The Pool-Party Analogy
So, imagine you’re at a pool party. It’s a mix of people in the neighborhood: some older folks, some middle-aged, new parents with screaming babies, new college grads. They’re all standing around in their bathing suits – itsy-bitsy and the not-so-itsy-bitsy.
For health insurance to work best, all of those people need to get in the pool.
Of course, the older folks jump in first. They’ve got more health problems and really need the insurance. Then, the middle-aged people and parents with young kids jump in. But the younger ones? The ones who are rocking the itsy-bitsy bikinis and board shorts? How do you get them to jump in, especially when the water looks really cold?
That is exactly the problem Congress is trying to figure out.
“There’s no magic involved in how you set premiums,” says Larry Levitt, vice president of the Kaiser Family Foundation. (KHN is a program of the foundation.)
He says the 20-somethings need to be in the pool because they help balance out the cost of insuring older people who use more medical care.
“You’re still going to have to raise enough money for premiums to pay for the health care services that people use,” he says.
The Debate Over Premiums
And just how do you raise premiums? Should younger people pay less while older people pay more? Or should we share the costs, since we’ll all be old some day?
The bill passed by the Senate Finance Committee would allow insurers to charge older adults four times the amount it charges younger people.
The House bill and the Senate health committee bill make a different choice: They would limit what insurers can charge older adults to two times the amount.
The insurance industry strongly prefers the higher 4-to-1 multiple.
Alissa Fox, senior vice president of the Blue Cross Blue Shield Association, says the fear is that if you make insurance too expensive for younger adults, they won’t buy it.
“It’s very important to have significant discounts for younger people so they purchase insurance,” Fox says.
What About The 55- to 64-Year-Olds?
But the insurance industry is leaving out a critical element, says Linda Blumberg, a researcher at the Urban Institute. She says the current health overhaul bills all provide subsidies for lower income Americans, and “the young adults tend to be lower income, so they really are buffered a great deal from the full impact.”
Blumberg is worried more about middle-income older Americans – those between 55 and 64 years old. Discounts for younger people mean “surcharges” for older ones – and those older adults are less likely to qualify for a government subsidy.
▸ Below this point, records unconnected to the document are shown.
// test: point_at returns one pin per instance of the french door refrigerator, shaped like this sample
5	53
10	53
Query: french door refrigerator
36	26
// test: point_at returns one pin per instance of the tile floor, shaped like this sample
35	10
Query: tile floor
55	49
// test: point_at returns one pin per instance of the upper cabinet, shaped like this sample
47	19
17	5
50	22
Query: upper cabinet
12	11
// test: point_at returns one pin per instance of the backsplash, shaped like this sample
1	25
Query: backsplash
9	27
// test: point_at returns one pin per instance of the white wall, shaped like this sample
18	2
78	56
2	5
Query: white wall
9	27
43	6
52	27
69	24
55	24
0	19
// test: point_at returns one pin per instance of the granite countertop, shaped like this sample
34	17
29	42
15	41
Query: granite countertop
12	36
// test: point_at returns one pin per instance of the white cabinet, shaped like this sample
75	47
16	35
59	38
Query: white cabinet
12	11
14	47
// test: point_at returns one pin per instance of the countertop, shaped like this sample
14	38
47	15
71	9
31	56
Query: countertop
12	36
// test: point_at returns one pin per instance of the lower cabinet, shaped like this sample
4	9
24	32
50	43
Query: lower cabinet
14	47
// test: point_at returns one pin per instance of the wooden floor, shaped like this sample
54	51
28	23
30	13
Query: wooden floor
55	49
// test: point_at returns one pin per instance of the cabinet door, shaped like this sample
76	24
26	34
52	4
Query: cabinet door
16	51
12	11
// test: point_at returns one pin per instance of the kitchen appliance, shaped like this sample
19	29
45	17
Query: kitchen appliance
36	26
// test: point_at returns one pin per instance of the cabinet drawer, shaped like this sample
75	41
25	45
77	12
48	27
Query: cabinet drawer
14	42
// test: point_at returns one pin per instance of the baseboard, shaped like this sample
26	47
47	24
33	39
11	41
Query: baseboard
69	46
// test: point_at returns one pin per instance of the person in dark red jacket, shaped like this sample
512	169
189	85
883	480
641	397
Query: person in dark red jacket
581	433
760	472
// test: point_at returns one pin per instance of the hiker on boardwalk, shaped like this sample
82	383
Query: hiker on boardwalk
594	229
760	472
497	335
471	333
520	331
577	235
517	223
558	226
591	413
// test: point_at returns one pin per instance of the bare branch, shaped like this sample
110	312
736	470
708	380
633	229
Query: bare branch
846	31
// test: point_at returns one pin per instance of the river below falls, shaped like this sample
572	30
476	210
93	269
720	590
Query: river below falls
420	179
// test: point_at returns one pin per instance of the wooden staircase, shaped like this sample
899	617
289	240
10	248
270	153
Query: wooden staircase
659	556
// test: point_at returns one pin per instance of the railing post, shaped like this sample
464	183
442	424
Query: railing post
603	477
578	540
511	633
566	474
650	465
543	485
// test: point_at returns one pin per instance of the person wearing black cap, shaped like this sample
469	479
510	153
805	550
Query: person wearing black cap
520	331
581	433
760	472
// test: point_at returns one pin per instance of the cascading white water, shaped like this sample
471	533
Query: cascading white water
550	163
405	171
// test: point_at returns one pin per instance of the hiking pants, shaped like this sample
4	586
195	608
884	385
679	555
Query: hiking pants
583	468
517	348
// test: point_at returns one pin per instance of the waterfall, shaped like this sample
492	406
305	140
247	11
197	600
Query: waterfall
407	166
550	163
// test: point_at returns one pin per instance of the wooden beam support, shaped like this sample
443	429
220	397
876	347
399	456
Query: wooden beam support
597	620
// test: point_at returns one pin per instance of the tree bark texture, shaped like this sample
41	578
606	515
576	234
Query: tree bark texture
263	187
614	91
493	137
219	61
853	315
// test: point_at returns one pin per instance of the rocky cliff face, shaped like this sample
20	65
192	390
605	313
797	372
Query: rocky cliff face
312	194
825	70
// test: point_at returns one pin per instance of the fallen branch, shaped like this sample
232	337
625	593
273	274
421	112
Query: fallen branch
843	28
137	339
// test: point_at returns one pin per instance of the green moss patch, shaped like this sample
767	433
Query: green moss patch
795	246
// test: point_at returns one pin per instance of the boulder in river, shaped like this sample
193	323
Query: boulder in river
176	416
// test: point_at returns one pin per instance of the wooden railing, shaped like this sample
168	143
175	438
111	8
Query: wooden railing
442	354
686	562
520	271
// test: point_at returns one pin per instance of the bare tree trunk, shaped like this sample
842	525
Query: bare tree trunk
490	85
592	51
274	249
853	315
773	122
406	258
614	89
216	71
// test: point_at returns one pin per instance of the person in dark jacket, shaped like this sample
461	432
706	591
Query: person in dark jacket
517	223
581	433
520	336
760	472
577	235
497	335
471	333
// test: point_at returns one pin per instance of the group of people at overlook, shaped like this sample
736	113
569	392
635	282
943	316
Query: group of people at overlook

“More than half of individuals in that 55- to 64-year-old age group with incomes between 400 and 500 percent of the federal poverty level would have household health care financing burdens of 20 percent,” she says.
What Blumberg’s saying is that my mom – before she retired – would have ended up spending 20 percent of her income to buy health insurance. And because she earned too much to qualify for a government subsidy, she would be – as she says – “up a creek.”
Fox says to handle that problem, Congress should give special subsidies to older, middle-income people. But Congress is already apoplectic about the cost of overhauling the health care system, and according to several sources, has little appetite for giving subsidies to people who seem to make a pretty good living – around $54,000 a year.
Individualism Vs. Social Solidarity
There are other ways of getting young people in the pool. You can push them by making the penalties for going uninsured more expensive than a basic plan. The current bills do include penalties, but many economists and the insurance industry claim they’re not high enough to be effective.
You can also require employers to provide health insurance, since the majority of uninsured young people are working. The bills differ on how strongly they do this.
However Congress decides the issue, they could look to other countries that have both universal health care and a private insurance industry. None of them, including Germany and the Netherlands, use age or any other personal characteristic to set premiums.
In the end, this seemingly technical choice of where to set age rates may come down to America’s unique belief in individualism versus the principal of social solidarity.